Having now had the opportunity to consider all information and evidence that has been put forward, the arbitrator will come to a decision which is legally binding on the parties. The arbitral award can then be enforced in the same manner as a judgment or order of the court.
The arbitrator’s decision can be challenged on any of the three standard bases for challenging an arbitral award, namely: that the award was made without jurisdiction, that there has been a serious irregularity that has caused or will cause substantial injustice to the applicant, or that the arbitrator has erred on a point of law.
How will the Bill affect landlords and commercial tenants?
Although a number of the temporary measures which restrict a landlord’s ability to recover rental arrears will be repealed upon the assent of this Bill, in many cases these temporary measures will be replaced with a moratorium and mandatory arbitration procedure which will prove equally restrictive, or possibly even more so.
As has been clear since this Bill was announced, these provisions are intended to ensure that otherwise viable businesses are not forced into insolvency as a result of COVID-19 related closure requirements. While the provisions of the Bill may, on the face of it, seem to award a great deal of power to commercial tenants, there are a number of conditions which limit the protections of the Bill to a specific type of commercial tenant. The definitions of ‘business tenancy’ and ‘protected rent debt’ will exclude many commercial tenants who did not ‘feel the pinch’ of the COVID-19 related closures to the same extent as others.

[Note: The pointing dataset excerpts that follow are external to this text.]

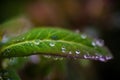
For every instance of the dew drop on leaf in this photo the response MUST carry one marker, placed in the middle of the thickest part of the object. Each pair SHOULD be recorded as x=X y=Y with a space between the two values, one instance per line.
x=99 y=43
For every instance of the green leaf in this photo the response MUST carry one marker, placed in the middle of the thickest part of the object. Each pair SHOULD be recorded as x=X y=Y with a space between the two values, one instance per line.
x=55 y=42
x=9 y=74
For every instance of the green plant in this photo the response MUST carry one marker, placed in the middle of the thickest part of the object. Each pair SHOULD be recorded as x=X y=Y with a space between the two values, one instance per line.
x=56 y=42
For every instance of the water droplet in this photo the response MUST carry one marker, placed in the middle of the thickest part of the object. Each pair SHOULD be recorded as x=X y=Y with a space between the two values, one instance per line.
x=63 y=49
x=70 y=52
x=83 y=36
x=17 y=40
x=99 y=43
x=52 y=44
x=23 y=38
x=77 y=52
x=54 y=37
x=37 y=42
x=35 y=59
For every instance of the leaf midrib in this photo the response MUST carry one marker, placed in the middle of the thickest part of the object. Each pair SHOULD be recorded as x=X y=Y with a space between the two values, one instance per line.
x=23 y=42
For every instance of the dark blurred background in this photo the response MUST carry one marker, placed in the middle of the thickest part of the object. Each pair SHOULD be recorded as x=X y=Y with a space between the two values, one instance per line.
x=98 y=18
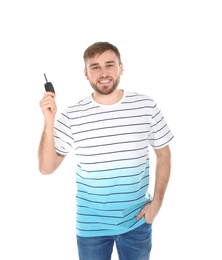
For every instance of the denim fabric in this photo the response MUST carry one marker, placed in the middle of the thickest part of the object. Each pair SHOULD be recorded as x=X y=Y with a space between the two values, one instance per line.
x=133 y=245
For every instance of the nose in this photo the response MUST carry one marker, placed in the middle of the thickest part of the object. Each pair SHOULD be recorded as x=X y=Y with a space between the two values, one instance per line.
x=103 y=72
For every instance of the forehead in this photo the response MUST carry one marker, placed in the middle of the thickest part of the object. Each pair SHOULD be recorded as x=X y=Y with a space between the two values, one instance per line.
x=107 y=56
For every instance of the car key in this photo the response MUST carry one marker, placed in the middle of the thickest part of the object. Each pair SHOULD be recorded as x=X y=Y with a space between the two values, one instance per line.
x=48 y=85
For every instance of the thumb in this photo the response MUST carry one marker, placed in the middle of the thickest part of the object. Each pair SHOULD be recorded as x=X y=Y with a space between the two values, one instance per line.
x=141 y=214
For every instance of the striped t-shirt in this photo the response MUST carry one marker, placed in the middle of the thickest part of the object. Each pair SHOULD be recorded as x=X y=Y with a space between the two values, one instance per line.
x=111 y=143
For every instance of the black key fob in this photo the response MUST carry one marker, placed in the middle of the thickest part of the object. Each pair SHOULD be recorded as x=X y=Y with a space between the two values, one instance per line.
x=48 y=86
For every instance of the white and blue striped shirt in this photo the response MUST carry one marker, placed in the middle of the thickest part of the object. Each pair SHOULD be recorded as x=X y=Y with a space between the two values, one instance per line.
x=111 y=143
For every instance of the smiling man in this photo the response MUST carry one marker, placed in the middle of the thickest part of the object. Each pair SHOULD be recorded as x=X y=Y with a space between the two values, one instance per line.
x=111 y=132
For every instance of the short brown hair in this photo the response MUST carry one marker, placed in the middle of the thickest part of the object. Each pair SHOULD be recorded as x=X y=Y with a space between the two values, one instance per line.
x=98 y=48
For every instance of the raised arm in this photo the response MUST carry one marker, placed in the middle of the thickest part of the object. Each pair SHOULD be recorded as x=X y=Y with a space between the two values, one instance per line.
x=49 y=160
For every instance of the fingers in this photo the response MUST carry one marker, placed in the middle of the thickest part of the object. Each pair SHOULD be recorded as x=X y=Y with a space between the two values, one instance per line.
x=47 y=103
x=141 y=214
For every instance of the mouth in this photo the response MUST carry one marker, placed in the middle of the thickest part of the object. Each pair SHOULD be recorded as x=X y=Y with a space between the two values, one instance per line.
x=104 y=81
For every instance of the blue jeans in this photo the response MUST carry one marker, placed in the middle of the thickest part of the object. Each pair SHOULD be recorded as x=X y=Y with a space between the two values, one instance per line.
x=133 y=245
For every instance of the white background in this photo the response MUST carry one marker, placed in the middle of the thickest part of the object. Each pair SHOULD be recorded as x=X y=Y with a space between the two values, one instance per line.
x=171 y=50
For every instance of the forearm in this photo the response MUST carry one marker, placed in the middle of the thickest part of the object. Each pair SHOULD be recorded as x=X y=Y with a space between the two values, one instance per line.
x=163 y=168
x=47 y=154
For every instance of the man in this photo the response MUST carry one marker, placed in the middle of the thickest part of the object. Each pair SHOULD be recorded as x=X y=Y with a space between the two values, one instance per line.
x=111 y=132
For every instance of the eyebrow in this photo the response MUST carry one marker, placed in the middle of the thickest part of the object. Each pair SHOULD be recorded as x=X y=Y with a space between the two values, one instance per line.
x=107 y=62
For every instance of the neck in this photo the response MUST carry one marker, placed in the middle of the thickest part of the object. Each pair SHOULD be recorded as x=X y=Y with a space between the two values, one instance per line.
x=109 y=99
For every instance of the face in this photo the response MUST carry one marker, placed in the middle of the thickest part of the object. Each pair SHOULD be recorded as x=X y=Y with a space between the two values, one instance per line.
x=103 y=72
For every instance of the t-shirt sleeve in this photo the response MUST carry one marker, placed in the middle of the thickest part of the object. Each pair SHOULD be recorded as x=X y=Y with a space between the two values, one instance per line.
x=64 y=141
x=160 y=134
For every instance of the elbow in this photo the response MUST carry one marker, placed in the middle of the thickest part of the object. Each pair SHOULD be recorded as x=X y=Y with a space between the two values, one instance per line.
x=44 y=171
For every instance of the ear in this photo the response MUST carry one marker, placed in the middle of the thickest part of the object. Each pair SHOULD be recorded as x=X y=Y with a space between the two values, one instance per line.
x=86 y=74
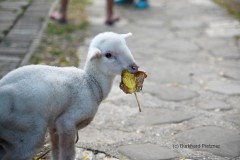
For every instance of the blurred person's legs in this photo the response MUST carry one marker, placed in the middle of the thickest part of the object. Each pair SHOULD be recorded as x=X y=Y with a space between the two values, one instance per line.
x=111 y=18
x=61 y=15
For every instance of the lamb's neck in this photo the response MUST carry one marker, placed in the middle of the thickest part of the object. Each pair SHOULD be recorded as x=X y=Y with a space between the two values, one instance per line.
x=104 y=81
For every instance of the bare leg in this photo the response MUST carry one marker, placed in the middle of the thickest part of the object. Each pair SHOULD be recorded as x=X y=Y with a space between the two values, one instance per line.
x=110 y=17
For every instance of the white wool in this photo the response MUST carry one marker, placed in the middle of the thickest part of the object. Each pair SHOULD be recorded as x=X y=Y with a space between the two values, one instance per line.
x=35 y=98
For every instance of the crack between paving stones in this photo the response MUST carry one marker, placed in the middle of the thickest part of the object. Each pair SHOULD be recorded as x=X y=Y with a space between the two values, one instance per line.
x=96 y=151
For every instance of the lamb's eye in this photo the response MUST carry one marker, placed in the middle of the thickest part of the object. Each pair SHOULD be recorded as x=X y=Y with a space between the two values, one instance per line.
x=108 y=55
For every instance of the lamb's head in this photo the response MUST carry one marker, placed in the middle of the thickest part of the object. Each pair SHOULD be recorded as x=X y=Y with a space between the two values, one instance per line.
x=110 y=54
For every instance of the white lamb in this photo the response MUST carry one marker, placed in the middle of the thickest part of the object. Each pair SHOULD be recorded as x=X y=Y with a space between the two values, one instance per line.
x=37 y=98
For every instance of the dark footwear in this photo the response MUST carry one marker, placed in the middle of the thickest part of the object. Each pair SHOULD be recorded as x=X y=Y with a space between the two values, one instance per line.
x=123 y=1
x=142 y=4
x=111 y=21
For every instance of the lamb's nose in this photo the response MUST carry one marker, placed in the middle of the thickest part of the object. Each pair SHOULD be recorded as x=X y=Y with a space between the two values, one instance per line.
x=133 y=68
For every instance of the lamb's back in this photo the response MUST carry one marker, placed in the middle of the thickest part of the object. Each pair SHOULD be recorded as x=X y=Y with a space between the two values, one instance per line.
x=42 y=89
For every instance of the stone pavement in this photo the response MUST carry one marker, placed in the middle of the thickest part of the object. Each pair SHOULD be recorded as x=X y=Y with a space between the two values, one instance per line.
x=191 y=98
x=21 y=26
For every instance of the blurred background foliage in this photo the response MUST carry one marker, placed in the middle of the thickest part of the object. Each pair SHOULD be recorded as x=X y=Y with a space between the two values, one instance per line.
x=60 y=41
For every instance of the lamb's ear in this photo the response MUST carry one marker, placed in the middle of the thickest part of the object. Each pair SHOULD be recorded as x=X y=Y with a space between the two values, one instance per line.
x=94 y=53
x=126 y=35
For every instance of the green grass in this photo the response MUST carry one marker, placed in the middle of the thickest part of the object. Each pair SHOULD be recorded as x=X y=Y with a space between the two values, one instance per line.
x=61 y=41
x=233 y=6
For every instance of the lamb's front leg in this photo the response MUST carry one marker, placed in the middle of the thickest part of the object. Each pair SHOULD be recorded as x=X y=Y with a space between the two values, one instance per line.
x=54 y=143
x=66 y=130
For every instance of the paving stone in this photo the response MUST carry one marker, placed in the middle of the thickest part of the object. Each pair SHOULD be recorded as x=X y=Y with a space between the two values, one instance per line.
x=162 y=116
x=181 y=56
x=235 y=118
x=179 y=45
x=234 y=73
x=208 y=104
x=13 y=51
x=227 y=141
x=223 y=28
x=147 y=152
x=170 y=93
x=186 y=23
x=14 y=5
x=224 y=87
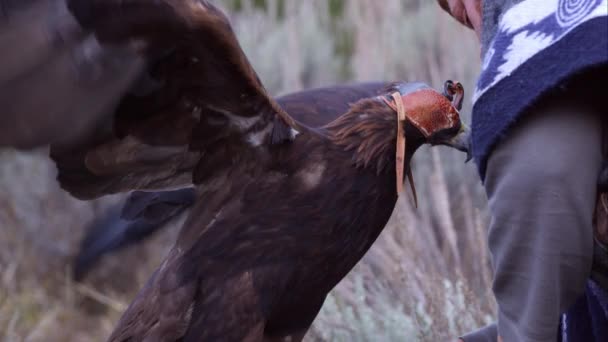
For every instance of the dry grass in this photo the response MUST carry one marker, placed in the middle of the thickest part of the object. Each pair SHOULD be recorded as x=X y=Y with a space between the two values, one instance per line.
x=426 y=278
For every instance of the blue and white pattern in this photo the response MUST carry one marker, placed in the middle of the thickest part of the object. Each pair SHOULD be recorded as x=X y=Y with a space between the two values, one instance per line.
x=527 y=29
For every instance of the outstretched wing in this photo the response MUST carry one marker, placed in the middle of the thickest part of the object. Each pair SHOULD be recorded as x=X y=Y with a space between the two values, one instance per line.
x=144 y=213
x=56 y=80
x=188 y=90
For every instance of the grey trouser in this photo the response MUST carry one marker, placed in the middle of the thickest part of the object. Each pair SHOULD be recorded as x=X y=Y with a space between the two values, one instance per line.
x=541 y=184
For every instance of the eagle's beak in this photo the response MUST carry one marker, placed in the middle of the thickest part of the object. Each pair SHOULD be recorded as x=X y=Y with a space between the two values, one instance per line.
x=462 y=141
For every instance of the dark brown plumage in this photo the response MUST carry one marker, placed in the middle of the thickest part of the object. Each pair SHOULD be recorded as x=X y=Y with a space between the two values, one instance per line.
x=288 y=210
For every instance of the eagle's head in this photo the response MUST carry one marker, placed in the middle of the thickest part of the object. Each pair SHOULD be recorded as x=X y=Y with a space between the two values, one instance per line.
x=432 y=114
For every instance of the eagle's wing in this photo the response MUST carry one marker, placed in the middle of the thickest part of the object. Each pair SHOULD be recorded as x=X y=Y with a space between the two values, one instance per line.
x=186 y=89
x=143 y=213
x=56 y=80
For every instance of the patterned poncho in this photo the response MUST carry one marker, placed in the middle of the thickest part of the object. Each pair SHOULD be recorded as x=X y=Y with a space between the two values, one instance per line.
x=534 y=47
x=529 y=50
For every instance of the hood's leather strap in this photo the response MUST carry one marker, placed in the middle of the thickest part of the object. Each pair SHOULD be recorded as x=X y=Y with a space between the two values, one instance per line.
x=397 y=105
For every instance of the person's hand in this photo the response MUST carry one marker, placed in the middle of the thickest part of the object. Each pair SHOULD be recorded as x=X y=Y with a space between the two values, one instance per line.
x=467 y=12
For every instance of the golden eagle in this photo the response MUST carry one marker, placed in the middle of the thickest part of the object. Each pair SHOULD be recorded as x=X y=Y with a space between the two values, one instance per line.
x=159 y=95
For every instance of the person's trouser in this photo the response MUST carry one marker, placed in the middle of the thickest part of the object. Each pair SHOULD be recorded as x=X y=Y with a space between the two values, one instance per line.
x=541 y=184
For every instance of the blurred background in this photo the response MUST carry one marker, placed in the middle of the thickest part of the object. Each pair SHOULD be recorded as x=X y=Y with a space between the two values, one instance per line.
x=427 y=278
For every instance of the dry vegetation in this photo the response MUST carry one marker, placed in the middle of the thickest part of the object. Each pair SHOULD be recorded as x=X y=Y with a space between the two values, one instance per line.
x=426 y=278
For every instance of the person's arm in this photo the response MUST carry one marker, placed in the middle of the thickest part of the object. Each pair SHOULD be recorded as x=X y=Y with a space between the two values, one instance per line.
x=467 y=12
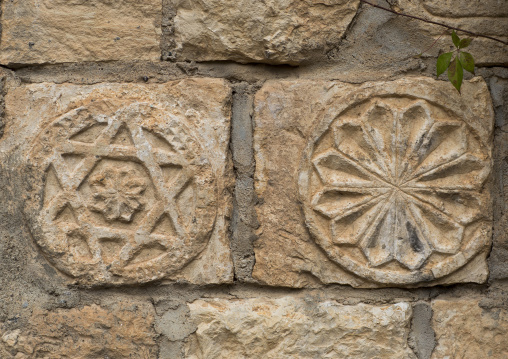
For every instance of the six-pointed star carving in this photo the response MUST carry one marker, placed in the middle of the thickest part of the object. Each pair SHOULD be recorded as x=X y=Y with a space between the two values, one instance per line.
x=104 y=147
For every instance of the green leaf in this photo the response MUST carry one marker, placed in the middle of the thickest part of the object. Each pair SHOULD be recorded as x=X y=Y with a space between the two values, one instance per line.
x=465 y=42
x=443 y=61
x=467 y=61
x=455 y=73
x=455 y=39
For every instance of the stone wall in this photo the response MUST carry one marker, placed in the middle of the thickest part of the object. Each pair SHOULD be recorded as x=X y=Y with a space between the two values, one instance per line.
x=251 y=179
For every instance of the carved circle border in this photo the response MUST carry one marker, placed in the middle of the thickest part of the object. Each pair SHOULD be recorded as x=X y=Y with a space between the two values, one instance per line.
x=34 y=203
x=335 y=110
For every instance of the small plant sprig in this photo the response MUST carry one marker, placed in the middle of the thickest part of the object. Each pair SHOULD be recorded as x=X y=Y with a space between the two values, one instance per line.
x=462 y=61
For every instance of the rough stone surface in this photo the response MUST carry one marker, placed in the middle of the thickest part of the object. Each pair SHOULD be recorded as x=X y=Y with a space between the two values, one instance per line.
x=123 y=330
x=55 y=31
x=293 y=328
x=119 y=187
x=465 y=330
x=488 y=17
x=422 y=337
x=498 y=260
x=275 y=32
x=392 y=177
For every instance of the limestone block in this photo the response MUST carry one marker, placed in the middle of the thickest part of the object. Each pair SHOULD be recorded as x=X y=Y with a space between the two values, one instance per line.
x=55 y=31
x=273 y=31
x=465 y=330
x=126 y=183
x=487 y=17
x=293 y=328
x=380 y=184
x=92 y=331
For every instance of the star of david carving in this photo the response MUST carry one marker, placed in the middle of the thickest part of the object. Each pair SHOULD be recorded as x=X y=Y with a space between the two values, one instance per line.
x=124 y=196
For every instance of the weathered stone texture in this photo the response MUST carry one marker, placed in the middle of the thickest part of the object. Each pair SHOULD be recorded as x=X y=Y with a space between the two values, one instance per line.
x=275 y=32
x=498 y=260
x=55 y=31
x=483 y=17
x=124 y=330
x=293 y=328
x=465 y=330
x=126 y=183
x=392 y=177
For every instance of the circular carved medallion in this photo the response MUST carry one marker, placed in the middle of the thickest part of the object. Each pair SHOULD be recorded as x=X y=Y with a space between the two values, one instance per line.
x=392 y=189
x=125 y=194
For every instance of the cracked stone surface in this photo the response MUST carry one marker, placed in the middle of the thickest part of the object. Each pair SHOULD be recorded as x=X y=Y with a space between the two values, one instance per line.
x=489 y=17
x=465 y=330
x=124 y=330
x=392 y=178
x=275 y=32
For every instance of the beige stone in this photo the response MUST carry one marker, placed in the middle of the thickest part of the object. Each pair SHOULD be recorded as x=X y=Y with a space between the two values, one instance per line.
x=385 y=183
x=55 y=31
x=486 y=17
x=276 y=32
x=294 y=328
x=465 y=330
x=124 y=330
x=126 y=183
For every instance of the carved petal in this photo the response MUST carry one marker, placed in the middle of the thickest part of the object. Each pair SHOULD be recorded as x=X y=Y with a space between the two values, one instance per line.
x=463 y=206
x=440 y=231
x=411 y=247
x=351 y=140
x=413 y=125
x=336 y=169
x=333 y=202
x=465 y=172
x=445 y=142
x=381 y=127
x=377 y=244
x=350 y=227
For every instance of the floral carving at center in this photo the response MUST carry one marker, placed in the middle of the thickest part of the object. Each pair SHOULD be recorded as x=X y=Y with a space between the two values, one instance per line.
x=117 y=193
x=399 y=180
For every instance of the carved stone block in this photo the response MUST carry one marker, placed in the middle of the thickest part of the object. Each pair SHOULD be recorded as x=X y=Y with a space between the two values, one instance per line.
x=127 y=183
x=382 y=184
x=55 y=31
x=275 y=32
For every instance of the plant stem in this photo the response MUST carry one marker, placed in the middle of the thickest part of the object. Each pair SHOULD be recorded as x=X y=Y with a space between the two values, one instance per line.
x=434 y=22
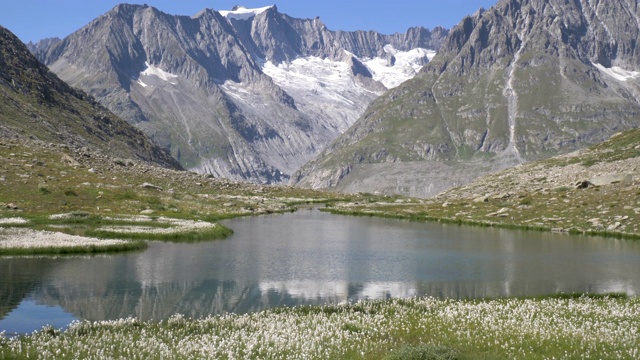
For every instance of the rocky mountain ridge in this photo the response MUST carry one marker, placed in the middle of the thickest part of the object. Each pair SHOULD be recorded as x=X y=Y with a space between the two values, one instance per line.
x=244 y=94
x=521 y=81
x=35 y=103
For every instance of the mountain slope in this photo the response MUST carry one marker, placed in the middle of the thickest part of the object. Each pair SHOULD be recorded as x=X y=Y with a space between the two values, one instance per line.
x=36 y=103
x=524 y=80
x=231 y=93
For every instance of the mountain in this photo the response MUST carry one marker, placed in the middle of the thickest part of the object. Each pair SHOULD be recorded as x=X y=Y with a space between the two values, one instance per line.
x=40 y=48
x=35 y=103
x=245 y=94
x=524 y=80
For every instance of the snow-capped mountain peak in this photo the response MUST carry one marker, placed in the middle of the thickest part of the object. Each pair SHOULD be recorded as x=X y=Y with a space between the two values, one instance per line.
x=243 y=13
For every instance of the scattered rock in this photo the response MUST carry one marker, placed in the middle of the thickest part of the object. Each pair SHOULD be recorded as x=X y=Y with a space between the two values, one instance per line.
x=614 y=226
x=583 y=184
x=604 y=180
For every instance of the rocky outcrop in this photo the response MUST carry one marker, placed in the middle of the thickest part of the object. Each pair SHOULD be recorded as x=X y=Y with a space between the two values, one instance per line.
x=524 y=80
x=228 y=92
x=35 y=103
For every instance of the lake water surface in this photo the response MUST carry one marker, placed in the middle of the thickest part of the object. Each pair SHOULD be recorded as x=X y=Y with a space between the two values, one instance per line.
x=310 y=257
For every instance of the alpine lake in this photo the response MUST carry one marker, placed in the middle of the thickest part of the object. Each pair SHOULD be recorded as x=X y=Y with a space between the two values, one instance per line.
x=309 y=258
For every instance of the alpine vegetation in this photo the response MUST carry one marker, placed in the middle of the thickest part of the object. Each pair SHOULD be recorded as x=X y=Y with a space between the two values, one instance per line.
x=561 y=327
x=18 y=241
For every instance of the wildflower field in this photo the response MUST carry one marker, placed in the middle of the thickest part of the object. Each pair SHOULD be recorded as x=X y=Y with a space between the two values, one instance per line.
x=590 y=327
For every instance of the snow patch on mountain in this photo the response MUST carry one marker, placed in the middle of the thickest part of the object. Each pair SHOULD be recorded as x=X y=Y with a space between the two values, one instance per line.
x=406 y=66
x=617 y=73
x=157 y=72
x=242 y=13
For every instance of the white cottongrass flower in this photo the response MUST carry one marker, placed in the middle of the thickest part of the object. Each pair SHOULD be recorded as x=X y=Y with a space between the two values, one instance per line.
x=176 y=225
x=28 y=238
x=12 y=221
x=504 y=328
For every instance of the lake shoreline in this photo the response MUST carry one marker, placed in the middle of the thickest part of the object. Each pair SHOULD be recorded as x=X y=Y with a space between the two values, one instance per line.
x=554 y=326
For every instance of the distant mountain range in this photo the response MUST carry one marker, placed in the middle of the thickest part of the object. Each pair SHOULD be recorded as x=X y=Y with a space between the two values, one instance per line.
x=248 y=94
x=524 y=80
x=36 y=104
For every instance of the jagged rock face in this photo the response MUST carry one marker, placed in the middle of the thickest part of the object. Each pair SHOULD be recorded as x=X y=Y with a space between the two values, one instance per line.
x=523 y=80
x=227 y=93
x=35 y=103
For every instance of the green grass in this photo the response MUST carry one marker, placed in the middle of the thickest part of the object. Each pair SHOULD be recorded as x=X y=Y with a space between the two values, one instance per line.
x=563 y=326
x=216 y=233
x=75 y=250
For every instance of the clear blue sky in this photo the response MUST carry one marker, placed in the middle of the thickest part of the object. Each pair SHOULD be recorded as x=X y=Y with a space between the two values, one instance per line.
x=32 y=20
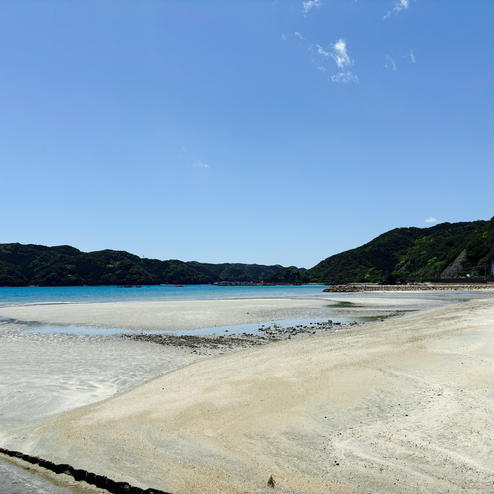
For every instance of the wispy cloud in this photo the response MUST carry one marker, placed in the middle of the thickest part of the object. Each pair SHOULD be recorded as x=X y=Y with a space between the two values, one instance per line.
x=321 y=50
x=321 y=57
x=398 y=7
x=344 y=77
x=431 y=220
x=308 y=5
x=340 y=55
x=390 y=64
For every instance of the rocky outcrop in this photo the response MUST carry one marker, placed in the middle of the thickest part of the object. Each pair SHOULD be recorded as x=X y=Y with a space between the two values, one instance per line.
x=82 y=475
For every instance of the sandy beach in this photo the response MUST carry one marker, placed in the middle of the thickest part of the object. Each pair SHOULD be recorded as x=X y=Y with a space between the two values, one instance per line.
x=195 y=314
x=403 y=405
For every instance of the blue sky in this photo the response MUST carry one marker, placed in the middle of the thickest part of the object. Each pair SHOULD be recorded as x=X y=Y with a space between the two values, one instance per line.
x=243 y=131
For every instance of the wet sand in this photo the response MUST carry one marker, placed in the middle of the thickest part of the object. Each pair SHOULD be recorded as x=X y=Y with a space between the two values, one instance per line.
x=195 y=314
x=404 y=405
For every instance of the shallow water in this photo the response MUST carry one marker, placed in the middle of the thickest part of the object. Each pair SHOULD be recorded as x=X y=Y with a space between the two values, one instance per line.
x=252 y=328
x=16 y=480
x=29 y=294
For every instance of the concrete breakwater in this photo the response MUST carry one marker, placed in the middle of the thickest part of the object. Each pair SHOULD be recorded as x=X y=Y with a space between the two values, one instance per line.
x=99 y=481
x=407 y=288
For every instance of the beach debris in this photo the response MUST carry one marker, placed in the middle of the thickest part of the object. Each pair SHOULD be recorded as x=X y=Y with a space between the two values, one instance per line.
x=271 y=482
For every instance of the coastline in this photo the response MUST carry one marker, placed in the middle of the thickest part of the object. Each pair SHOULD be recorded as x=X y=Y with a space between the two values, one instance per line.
x=397 y=389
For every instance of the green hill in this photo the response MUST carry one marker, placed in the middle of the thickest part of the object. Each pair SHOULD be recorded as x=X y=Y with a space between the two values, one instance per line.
x=22 y=265
x=444 y=251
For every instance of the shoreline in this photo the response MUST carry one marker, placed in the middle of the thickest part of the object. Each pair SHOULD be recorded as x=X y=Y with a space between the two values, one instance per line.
x=383 y=389
x=214 y=354
x=409 y=287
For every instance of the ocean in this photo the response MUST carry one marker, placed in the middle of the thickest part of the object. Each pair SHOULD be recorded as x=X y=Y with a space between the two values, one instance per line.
x=35 y=294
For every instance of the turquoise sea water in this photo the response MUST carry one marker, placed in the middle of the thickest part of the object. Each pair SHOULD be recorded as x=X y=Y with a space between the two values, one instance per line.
x=28 y=294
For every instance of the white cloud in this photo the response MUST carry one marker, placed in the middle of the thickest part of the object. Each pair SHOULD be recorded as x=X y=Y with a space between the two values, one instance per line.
x=322 y=51
x=431 y=220
x=343 y=61
x=308 y=5
x=344 y=77
x=340 y=55
x=390 y=64
x=398 y=7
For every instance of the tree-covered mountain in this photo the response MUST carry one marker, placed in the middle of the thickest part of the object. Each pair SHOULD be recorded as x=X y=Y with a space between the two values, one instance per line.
x=64 y=265
x=444 y=251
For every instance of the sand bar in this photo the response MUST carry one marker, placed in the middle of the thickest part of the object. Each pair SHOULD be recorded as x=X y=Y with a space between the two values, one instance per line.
x=404 y=405
x=195 y=314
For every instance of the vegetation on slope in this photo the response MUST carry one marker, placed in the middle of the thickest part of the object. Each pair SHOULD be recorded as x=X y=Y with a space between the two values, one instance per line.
x=413 y=254
x=447 y=250
x=64 y=265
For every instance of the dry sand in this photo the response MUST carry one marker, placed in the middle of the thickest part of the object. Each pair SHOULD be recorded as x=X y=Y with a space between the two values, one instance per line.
x=401 y=406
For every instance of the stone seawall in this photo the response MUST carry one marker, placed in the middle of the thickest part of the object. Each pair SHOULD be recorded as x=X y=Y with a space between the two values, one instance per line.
x=82 y=475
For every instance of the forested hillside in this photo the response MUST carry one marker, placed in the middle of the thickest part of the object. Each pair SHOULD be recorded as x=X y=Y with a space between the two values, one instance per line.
x=444 y=251
x=63 y=265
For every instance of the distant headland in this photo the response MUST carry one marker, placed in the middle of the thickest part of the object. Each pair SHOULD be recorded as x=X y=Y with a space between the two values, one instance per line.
x=447 y=251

The definition of ‘protected rent debt’ limits the protections of the Bill to rental arrears which were accrued when the business was closed. Some may argue that this doesn’t go far enough; the pandemic has affected the revenues and footfall of many businesses beyond the point at which those businesses were actually shut, and many commercial tenants would argue that the Bill should also provide protection for rental arrears accrued as a result of these losses.
Furthermore, the express requirement for an arbitrator to consider the viability of the commercial tenant’s business, and the thorough financial examination that this will entail, may exclude a number of commercial tenants from the protections of the Bill, and indeed may highlight financial issues of which landlords were otherwise unaware.
While the Bill’s provisions may be less far reaching than they initially seem, the main impact of the Bill will likely be to foster a culture in which commercial landlords and tenants will be more likely to negotiate a settlement of rental arrears that have accrued during the pandemic. Landlords may realise that it will be cheaper in the long run to forego a certain level of arrears rather than spend the time and money on pursuing the full amount through a statutory arbitration. Indeed, on the other hand, tenants may, upon considering the strict conditions implicit in these provisions, consider that it is preferable to pay a bit more of the arrears than to take the risk of claiming full relief through this process.
It should also be noted that, while the provisions of the Bill only apply to specific protected rent debts, the Code provides guidance for commercial landlords and tenants engaged in disputes over all types of commercial rent debts incurred throughout the pandemic. We can therefore see that the Bill and supplemental Code may lead to a wider cultural shift and thus have an influence which extends far beyond the new statutory process itself.